Why You Should Avoid Enterprise Metadata Projects
Going along with the post on enterprise data modeling earlier this month, I should include metadata projects. It's a rare metadata project that is done properly and makes sense. Properly =
1. clear goals
2. achievable goals
3. driven by a distinct need
4. has resources / ability to be maintained when project is complete
Most projects attempt to capture metadata in a repository where it will be useful to all. It usually ends up being useful to none. This is because it's not actively linked with the applications in the organization. If you rely on developers to notify the repository of every schema or rule change, you'll have metadata that's as good as the documentation on most internally-developed IT applications.
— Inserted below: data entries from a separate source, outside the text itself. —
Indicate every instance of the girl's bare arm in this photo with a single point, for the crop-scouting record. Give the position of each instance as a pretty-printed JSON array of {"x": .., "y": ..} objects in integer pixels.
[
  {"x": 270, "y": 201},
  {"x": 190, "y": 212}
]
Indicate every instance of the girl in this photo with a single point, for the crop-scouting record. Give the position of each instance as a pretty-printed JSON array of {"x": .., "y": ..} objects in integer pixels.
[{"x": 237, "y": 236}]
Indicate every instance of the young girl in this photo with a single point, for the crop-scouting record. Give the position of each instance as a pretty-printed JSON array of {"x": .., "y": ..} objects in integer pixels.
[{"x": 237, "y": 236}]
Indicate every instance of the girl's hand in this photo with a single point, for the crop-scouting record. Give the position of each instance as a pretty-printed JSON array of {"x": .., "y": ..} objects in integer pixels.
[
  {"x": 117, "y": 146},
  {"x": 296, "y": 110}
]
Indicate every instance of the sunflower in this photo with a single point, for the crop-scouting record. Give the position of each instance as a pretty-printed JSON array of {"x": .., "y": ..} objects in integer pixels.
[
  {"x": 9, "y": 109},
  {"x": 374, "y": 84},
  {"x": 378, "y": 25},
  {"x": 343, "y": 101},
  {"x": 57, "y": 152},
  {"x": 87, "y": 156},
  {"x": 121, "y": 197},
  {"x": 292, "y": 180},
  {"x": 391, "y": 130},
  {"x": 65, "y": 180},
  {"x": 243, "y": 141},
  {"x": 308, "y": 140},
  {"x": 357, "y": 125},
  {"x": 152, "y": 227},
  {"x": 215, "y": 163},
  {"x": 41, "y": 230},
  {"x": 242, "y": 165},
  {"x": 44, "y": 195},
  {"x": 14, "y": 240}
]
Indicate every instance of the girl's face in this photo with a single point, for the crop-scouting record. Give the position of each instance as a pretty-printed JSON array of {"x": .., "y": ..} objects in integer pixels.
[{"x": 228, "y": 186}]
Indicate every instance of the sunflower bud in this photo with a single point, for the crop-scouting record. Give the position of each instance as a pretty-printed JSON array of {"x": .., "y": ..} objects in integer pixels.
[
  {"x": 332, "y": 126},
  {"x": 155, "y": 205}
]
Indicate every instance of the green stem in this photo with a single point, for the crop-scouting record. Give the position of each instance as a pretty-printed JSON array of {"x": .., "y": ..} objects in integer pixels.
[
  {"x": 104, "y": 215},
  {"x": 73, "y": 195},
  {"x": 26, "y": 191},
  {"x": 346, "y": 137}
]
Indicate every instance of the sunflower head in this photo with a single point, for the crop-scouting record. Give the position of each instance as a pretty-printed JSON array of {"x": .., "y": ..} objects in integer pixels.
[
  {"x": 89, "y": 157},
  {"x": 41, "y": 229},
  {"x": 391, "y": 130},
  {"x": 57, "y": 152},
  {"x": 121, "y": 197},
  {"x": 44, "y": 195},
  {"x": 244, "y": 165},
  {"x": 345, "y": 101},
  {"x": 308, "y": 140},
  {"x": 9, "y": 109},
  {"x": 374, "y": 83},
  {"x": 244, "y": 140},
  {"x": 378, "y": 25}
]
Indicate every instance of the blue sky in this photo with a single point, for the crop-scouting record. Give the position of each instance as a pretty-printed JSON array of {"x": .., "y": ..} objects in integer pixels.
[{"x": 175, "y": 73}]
The only really useful repositories I've seen are linked to ETL or data integration applications. Projects focused on doing just a metadata repository in the absence of active integration with infrastructure or applications results in failure.
I came across a great metadata rant the other day that discusses many of these problems, even though the metadata being described is mostly web-page metadata. Here's a snippet:
People are lazy
You and me are engaged in the incredibly serious business of creating information. Here in the Info-Ivory-Tower, we understand the importance of creating and maintaining excellent metadata for our information.
But info-civilians are remarkably cavalier about their information. Your clueless aunt sends you email with no subject line, half the pages on Geocities are called "Please title this page" and your boss stores all of his files on his desktop with helpful titles like "UNTITLED.DOC."
This laziness is bottomless. No amount of ease-of-use will end it. To understand the true depths of meta-laziness, download ten random MP3 files from Napster. Chances are, at least one will have no title, artist or track information -- this despite the fact that adding in this info merely requires clicking the "Fetch Track Info from CDDB" button on every MP3-ripping application.
Short of breaking fingers or sending out squads of vengeful info-ninjas to add metadata to the average user's files, we're never gonna get there.